AI medical advice from major chatbots, including ChatGPT, Gemini, Meta AI, Grok, and DeepSeek, was problematic in about half of the tested responses in a study published in BMJ Open, adding to concerns about how people use these tools for health questions. The researchers found that 49.6% of answers were problematic, including 19.6% that were rated highly problematic.
The findings arrive as more Americans say they are already using artificial intelligence for health information and advice. A West Health-Gallup Center on Healthcare in America poll published Wednesday found that roughly one-quarter of U.S. adults had used an AI tool for health information or advice in the previous 30 days.
What the researchers tested
The BMJ Open audit was led by a researcher from the University of California at Los Angeles and involved researchers from the United States, Canada and the United Kingdom. The team asked five publicly available chatbots 10 questions across five categories: cancer, vaccines, stem cells, nutrition and athletic performance.
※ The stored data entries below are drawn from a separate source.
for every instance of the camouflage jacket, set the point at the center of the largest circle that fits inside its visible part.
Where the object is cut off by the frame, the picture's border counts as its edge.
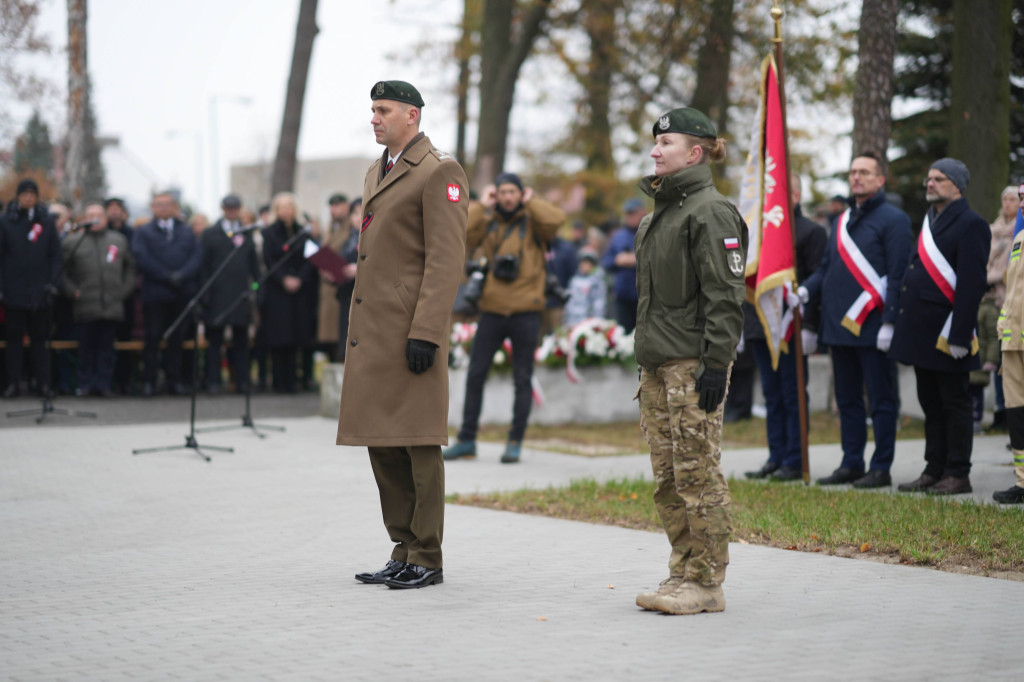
(691, 253)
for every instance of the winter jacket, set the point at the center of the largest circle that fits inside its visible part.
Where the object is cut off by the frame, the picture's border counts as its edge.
(30, 256)
(169, 265)
(99, 274)
(883, 233)
(691, 253)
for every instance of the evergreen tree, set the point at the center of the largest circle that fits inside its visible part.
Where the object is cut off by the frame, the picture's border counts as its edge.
(33, 151)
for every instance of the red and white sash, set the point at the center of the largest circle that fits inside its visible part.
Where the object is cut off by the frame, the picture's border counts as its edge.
(944, 276)
(873, 286)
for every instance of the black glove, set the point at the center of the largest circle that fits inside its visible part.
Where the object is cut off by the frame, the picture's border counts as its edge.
(420, 355)
(712, 387)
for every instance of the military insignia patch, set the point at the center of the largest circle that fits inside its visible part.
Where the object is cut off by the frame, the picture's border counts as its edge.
(735, 262)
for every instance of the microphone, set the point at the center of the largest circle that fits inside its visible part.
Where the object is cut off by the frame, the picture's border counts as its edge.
(244, 230)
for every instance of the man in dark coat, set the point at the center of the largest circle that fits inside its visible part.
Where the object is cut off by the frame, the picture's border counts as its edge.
(99, 274)
(168, 255)
(218, 242)
(937, 324)
(779, 385)
(858, 284)
(290, 293)
(30, 264)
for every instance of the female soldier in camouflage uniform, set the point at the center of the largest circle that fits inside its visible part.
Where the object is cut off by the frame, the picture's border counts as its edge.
(690, 260)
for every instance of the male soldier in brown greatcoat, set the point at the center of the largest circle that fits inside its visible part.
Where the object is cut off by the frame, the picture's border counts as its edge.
(394, 391)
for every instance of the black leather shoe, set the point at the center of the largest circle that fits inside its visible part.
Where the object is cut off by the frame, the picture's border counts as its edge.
(951, 485)
(413, 577)
(919, 484)
(785, 473)
(390, 569)
(873, 479)
(768, 468)
(840, 476)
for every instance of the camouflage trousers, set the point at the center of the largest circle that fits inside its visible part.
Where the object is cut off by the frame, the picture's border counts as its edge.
(691, 496)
According to the study summary, the questions included both closed-ended prompts with a defined correct answer and open-ended prompts that asked the systems to generate several responses. The prompts were designed to resemble common health questions and online misinformation tropes, while also testing how the models handled advice that could run against medical standards.
Two experts in each category rated the responses as non-problematic, somewhat problematic, highly problematic or potentially harmful. Researchers also examined whether the scientific references offered by the chatbots were accurate and complete, and they measured how easy the answers were to read.
Where chatbots struggled most
The study found that the chatbots generally performed better on closed-ended questions and on topics such as vaccines and cancer. They performed worse on open-ended prompts and in areas such as stem cells, athletic performance, and nutrition.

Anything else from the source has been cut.